Hello Luke,
Have you changed default values of parameters related to indexing? It helped in my case - Yesterday I was indexing ~3.5mln pages segment and it took 3.5h and optimization took 10 minutes. I am using linux (ext3) on AMD Opteron 2.2GHz +SCSI drives.
I am using (probably not the best values- but they work good enough for me):
indexer.mergeFactor=30 indexer.minMergeDocs=10000 indexer.maxMergeDocs=10000000
I am passing -Xmx of 2GB to Java JVM (1.5.02 64bit). P.
Luke Baker wrote:
Hey,
Is there some sort of optimal or maximum segment size? I have a segment with 3.9 million records and it appears to be taking a really long time to index. The index process has been optimizing the index for over a week. The server I'm running it on is a dual Xeon 3.0 Ghz with 2GB of RAM. I've done 2 million page segments before and the optimizing has taken about 48 hours.

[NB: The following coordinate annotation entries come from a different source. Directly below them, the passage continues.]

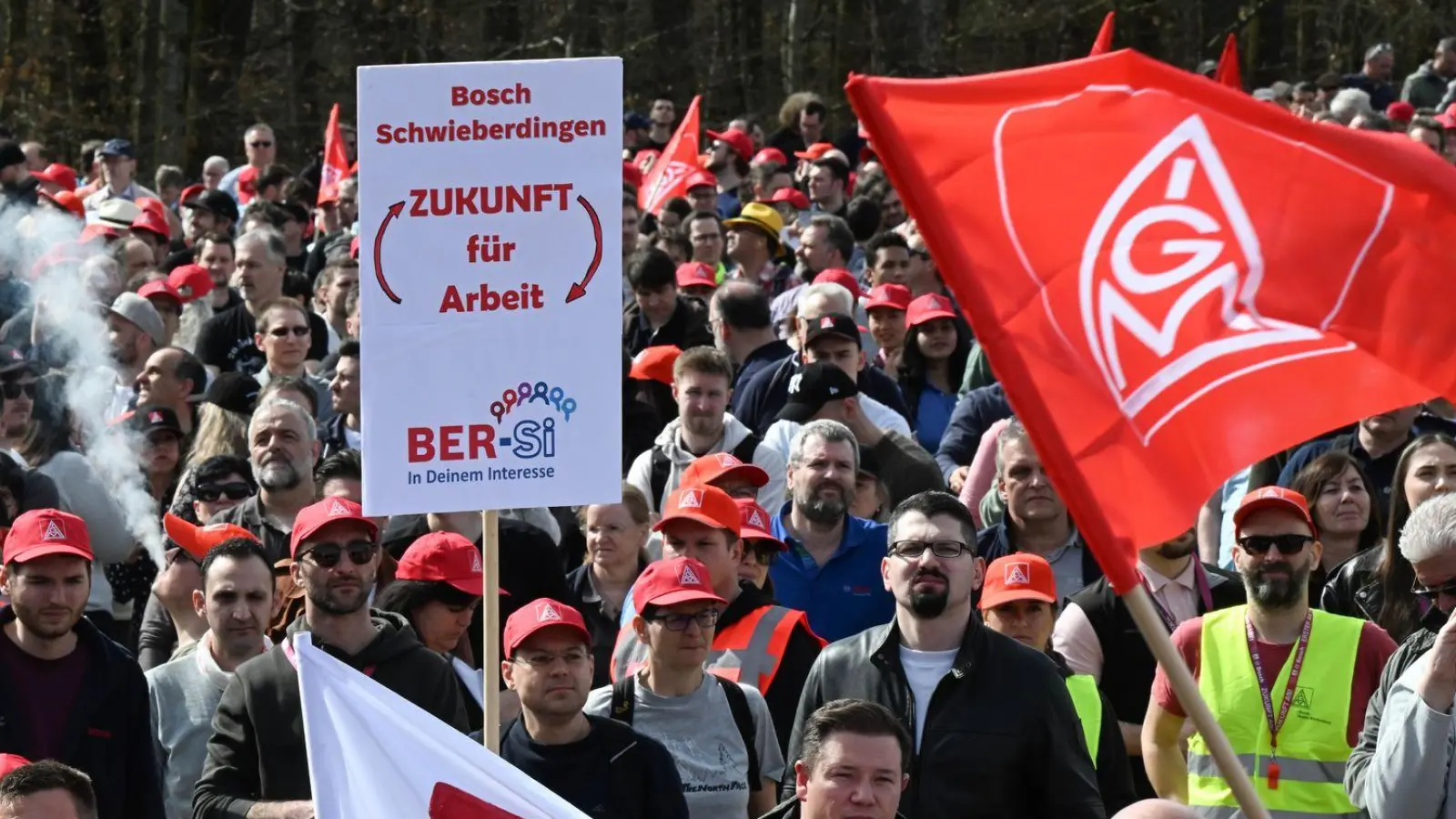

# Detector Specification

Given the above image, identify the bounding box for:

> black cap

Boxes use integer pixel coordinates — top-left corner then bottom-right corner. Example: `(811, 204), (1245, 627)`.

(131, 404), (182, 437)
(202, 372), (264, 415)
(804, 313), (864, 347)
(774, 364), (859, 424)
(182, 189), (238, 221)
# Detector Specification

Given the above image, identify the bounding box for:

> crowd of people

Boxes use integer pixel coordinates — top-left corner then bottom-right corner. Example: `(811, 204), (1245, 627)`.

(0, 39), (1456, 819)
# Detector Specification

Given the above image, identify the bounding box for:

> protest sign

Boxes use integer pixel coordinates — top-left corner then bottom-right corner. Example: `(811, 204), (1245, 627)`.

(359, 58), (623, 514)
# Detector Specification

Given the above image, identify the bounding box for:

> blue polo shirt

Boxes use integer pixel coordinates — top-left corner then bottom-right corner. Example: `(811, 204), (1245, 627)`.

(769, 501), (895, 642)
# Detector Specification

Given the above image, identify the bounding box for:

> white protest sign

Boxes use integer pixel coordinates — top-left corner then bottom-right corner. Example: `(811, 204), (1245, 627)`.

(359, 56), (623, 514)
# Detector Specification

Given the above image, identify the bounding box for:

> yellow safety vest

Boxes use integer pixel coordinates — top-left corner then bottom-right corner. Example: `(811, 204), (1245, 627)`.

(1188, 606), (1364, 819)
(1067, 673), (1102, 768)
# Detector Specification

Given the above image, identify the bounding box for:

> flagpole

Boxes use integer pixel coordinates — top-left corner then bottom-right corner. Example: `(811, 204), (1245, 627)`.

(1123, 584), (1269, 819)
(480, 509), (500, 753)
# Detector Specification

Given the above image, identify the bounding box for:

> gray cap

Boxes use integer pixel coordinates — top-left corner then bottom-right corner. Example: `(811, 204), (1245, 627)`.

(111, 293), (167, 347)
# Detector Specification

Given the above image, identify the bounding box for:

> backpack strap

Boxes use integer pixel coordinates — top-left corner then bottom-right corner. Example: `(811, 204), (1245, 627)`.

(648, 444), (672, 511)
(607, 673), (636, 726)
(709, 674), (763, 793)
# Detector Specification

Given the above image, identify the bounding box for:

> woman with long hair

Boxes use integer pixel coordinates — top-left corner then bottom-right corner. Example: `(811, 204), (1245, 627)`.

(1322, 434), (1456, 642)
(900, 293), (971, 451)
(562, 484), (652, 688)
(1290, 451), (1383, 605)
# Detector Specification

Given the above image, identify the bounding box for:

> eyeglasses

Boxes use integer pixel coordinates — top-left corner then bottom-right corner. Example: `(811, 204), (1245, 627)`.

(652, 609), (718, 631)
(511, 650), (592, 671)
(1238, 535), (1313, 557)
(298, 541), (374, 569)
(195, 480), (253, 502)
(1410, 579), (1456, 603)
(890, 541), (976, 560)
(0, 380), (35, 400)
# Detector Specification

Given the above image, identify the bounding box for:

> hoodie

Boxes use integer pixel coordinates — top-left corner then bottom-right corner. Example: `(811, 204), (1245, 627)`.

(628, 412), (788, 511)
(192, 609), (466, 819)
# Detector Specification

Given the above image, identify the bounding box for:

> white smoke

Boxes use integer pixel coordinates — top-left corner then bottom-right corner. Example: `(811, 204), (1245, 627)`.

(0, 199), (166, 567)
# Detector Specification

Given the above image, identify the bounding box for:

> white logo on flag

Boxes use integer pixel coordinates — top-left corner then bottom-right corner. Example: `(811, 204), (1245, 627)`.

(1005, 562), (1031, 586)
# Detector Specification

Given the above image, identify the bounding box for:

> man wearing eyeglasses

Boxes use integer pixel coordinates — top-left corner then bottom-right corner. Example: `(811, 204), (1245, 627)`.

(192, 497), (468, 819)
(1143, 487), (1395, 816)
(500, 598), (687, 819)
(784, 491), (1105, 819)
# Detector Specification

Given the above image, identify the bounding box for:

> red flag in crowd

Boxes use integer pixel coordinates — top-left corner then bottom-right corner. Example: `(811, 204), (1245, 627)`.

(638, 96), (702, 214)
(847, 51), (1456, 593)
(1090, 12), (1117, 56)
(1213, 34), (1243, 90)
(318, 102), (349, 204)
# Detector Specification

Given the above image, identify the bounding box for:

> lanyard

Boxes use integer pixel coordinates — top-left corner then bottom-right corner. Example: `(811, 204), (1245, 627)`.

(1243, 612), (1315, 790)
(1138, 558), (1213, 632)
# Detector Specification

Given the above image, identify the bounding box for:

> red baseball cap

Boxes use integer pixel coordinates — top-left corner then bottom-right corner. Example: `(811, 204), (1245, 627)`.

(905, 293), (956, 327)
(167, 264), (213, 301)
(733, 497), (789, 552)
(1233, 487), (1318, 538)
(395, 532), (485, 598)
(864, 284), (910, 312)
(748, 147), (789, 165)
(628, 344), (682, 386)
(708, 128), (753, 162)
(814, 267), (859, 301)
(682, 170), (718, 191)
(677, 262), (718, 287)
(632, 553), (724, 612)
(652, 485), (740, 535)
(288, 497), (379, 558)
(679, 451), (769, 487)
(981, 552), (1057, 611)
(500, 592), (591, 660)
(769, 188), (810, 210)
(162, 511), (260, 560)
(0, 509), (96, 565)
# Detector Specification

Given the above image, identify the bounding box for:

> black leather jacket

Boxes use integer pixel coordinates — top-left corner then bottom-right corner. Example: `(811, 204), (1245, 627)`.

(784, 613), (1105, 819)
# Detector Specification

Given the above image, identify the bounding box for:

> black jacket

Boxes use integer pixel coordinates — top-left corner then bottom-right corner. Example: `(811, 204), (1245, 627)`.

(190, 609), (466, 819)
(0, 606), (166, 819)
(784, 613), (1105, 819)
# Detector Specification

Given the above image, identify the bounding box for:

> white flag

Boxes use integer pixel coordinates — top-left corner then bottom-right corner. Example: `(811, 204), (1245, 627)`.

(294, 632), (588, 819)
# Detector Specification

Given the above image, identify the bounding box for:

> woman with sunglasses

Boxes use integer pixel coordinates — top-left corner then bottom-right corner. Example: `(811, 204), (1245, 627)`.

(1320, 434), (1456, 642)
(1290, 450), (1385, 606)
(562, 484), (652, 688)
(374, 532), (485, 732)
(900, 293), (971, 451)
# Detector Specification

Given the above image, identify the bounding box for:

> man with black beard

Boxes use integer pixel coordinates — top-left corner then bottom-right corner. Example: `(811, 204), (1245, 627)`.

(1143, 487), (1395, 817)
(192, 497), (466, 819)
(769, 420), (894, 642)
(774, 490), (1105, 819)
(1051, 529), (1243, 799)
(208, 398), (318, 564)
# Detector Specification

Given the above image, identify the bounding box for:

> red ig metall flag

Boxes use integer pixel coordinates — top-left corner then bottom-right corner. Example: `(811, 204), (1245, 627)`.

(638, 96), (702, 214)
(847, 51), (1456, 593)
(318, 102), (349, 204)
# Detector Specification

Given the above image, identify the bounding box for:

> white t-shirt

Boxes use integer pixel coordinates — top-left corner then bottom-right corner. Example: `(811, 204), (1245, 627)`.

(900, 645), (956, 751)
(584, 673), (784, 819)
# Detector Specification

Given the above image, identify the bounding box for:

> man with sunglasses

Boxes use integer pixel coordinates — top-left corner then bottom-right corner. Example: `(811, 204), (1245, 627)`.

(1143, 487), (1395, 816)
(500, 598), (687, 819)
(784, 491), (1105, 819)
(192, 497), (468, 819)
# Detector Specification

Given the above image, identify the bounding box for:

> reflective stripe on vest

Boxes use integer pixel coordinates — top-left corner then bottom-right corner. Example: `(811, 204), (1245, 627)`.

(1067, 673), (1102, 768)
(610, 606), (824, 693)
(1188, 606), (1364, 819)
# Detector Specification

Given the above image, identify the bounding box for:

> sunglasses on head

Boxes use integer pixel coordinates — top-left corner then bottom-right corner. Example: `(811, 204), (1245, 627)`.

(1239, 535), (1313, 557)
(298, 541), (374, 569)
(197, 480), (253, 502)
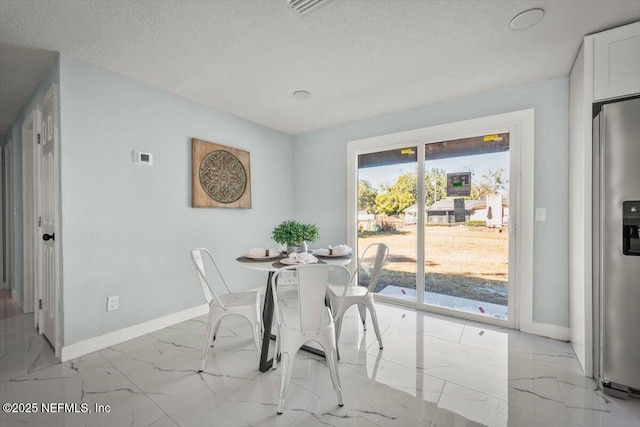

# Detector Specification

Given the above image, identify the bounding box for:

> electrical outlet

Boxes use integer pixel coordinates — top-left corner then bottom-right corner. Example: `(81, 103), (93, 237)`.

(107, 296), (118, 311)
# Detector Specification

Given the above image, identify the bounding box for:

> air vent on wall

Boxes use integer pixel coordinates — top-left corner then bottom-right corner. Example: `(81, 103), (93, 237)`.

(287, 0), (333, 16)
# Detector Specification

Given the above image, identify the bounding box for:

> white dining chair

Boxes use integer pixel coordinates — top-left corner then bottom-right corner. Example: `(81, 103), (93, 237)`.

(271, 264), (346, 414)
(191, 248), (263, 372)
(328, 243), (389, 349)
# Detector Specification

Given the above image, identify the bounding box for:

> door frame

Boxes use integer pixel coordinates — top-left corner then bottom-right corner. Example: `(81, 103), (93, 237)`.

(3, 139), (14, 305)
(0, 146), (7, 290)
(22, 110), (38, 314)
(347, 109), (535, 332)
(34, 83), (62, 359)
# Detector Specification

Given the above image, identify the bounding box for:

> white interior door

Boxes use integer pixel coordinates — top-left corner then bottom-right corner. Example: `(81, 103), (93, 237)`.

(37, 86), (58, 347)
(4, 141), (15, 296)
(22, 110), (39, 314)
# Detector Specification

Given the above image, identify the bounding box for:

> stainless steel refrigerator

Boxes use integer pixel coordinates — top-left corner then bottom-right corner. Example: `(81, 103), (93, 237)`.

(593, 98), (640, 397)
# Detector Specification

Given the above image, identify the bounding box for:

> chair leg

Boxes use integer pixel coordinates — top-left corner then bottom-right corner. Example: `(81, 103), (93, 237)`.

(367, 301), (382, 350)
(211, 320), (222, 347)
(333, 304), (347, 345)
(198, 321), (215, 372)
(325, 348), (344, 406)
(271, 334), (280, 371)
(251, 319), (262, 364)
(358, 304), (367, 331)
(278, 351), (295, 415)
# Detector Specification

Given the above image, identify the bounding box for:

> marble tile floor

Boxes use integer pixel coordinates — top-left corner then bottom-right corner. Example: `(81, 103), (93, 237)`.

(0, 304), (640, 427)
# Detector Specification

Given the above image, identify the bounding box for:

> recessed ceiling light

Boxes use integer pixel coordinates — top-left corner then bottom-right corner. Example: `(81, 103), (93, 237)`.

(293, 90), (311, 100)
(509, 9), (544, 30)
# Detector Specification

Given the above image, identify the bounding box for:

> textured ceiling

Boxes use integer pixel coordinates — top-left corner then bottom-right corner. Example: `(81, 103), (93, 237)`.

(0, 0), (640, 134)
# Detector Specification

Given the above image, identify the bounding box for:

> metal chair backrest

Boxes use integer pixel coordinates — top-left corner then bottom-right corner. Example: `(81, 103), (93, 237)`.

(271, 264), (348, 335)
(352, 243), (389, 292)
(191, 248), (231, 310)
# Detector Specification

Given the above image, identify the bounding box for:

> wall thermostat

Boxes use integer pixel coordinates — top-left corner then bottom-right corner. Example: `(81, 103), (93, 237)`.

(133, 151), (153, 166)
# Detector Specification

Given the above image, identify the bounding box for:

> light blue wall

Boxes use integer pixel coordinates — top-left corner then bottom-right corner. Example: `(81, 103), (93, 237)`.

(60, 56), (293, 346)
(5, 57), (60, 307)
(294, 77), (569, 326)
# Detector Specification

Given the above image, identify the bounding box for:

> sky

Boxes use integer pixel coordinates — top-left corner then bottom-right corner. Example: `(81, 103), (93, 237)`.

(358, 151), (509, 188)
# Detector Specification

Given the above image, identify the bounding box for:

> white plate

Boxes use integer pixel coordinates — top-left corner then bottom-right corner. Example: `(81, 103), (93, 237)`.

(245, 255), (280, 259)
(313, 252), (351, 258)
(280, 258), (316, 265)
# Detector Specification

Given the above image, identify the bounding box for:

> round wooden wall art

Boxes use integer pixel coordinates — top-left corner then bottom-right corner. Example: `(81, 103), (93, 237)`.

(191, 138), (251, 208)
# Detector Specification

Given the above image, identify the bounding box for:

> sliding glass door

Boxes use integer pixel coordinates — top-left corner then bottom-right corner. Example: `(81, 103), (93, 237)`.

(421, 133), (510, 320)
(351, 131), (516, 326)
(357, 147), (418, 301)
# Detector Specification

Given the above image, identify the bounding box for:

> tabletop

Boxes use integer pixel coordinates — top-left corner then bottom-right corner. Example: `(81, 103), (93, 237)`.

(236, 255), (352, 272)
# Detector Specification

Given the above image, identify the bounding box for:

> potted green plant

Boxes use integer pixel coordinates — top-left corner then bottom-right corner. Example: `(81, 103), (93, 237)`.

(271, 219), (320, 254)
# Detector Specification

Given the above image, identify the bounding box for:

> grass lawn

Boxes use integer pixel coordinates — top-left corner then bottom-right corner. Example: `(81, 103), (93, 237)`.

(358, 225), (509, 305)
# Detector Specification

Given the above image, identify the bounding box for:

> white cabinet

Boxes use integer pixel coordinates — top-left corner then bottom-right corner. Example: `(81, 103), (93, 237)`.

(569, 22), (640, 376)
(593, 22), (640, 102)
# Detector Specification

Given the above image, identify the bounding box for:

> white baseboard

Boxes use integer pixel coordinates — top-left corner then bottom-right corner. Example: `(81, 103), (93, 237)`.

(523, 322), (571, 342)
(60, 304), (209, 362)
(11, 289), (24, 313)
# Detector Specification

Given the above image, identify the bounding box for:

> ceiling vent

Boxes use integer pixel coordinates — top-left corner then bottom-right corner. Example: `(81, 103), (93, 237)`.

(287, 0), (334, 16)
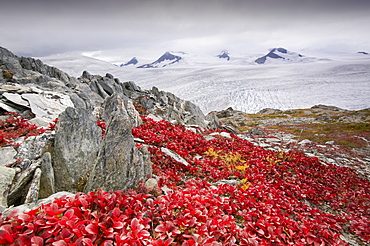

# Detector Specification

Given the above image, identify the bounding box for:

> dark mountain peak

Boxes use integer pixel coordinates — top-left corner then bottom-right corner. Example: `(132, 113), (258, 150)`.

(120, 57), (139, 67)
(255, 47), (303, 64)
(217, 50), (230, 61)
(138, 51), (184, 68)
(157, 51), (181, 62)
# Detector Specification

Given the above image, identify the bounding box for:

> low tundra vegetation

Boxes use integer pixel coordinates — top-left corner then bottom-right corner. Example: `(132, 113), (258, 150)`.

(0, 116), (370, 246)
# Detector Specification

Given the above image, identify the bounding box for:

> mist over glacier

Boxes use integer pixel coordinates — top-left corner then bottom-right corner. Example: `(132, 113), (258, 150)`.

(39, 53), (370, 113)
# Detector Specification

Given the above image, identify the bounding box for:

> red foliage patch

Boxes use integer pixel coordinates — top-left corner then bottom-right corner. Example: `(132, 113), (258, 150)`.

(0, 117), (370, 245)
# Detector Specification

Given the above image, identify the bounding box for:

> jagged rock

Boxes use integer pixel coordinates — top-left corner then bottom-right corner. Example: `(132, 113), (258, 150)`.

(84, 95), (152, 192)
(22, 91), (74, 121)
(24, 168), (41, 203)
(39, 152), (55, 198)
(53, 107), (101, 191)
(205, 112), (221, 129)
(7, 159), (40, 205)
(15, 131), (55, 160)
(0, 147), (17, 166)
(0, 166), (16, 209)
(2, 92), (30, 108)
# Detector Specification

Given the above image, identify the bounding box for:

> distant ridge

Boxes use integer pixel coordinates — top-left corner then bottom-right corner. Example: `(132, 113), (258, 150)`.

(120, 57), (139, 67)
(255, 48), (303, 64)
(137, 51), (182, 68)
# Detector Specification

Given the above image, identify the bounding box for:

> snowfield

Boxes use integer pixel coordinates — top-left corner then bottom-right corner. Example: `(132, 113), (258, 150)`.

(39, 53), (370, 113)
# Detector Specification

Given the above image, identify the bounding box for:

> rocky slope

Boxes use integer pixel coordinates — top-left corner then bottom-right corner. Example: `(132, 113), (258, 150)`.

(0, 45), (211, 211)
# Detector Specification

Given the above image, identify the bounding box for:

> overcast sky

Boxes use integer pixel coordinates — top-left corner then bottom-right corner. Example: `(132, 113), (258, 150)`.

(0, 0), (370, 60)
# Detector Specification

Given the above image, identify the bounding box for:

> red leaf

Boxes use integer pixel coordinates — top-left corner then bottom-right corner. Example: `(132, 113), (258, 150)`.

(31, 236), (44, 246)
(51, 240), (68, 246)
(0, 230), (14, 244)
(113, 221), (124, 229)
(64, 208), (75, 219)
(85, 224), (99, 234)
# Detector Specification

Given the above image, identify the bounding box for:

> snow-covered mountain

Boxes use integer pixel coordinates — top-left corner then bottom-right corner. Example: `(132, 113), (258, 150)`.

(39, 51), (370, 113)
(217, 50), (230, 61)
(255, 48), (314, 64)
(138, 51), (185, 68)
(120, 57), (139, 67)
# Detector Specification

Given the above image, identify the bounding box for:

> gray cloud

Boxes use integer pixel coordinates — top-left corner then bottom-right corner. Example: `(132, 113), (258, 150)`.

(0, 0), (370, 56)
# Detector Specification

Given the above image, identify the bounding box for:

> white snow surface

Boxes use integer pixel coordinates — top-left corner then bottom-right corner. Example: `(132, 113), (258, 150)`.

(38, 53), (370, 113)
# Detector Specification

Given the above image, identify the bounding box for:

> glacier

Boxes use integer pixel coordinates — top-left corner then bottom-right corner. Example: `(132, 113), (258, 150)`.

(38, 53), (370, 113)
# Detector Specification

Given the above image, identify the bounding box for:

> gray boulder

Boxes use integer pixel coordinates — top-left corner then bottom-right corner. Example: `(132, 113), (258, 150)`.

(39, 152), (55, 198)
(54, 108), (101, 191)
(84, 95), (152, 192)
(0, 147), (17, 166)
(0, 166), (15, 208)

Would a truncated segment cause the optimizing process to take a really long time? I would guess that the optimizing process would just be manipulating the index that already has been created and that nothing in the segment itself would cause the optimizing part to take a really long time.
I have confirmed that the process is still running and modifying files in the index directory. Would the underlying filesystem play any role in all this? I'm using ext3.
Thanks,
Luke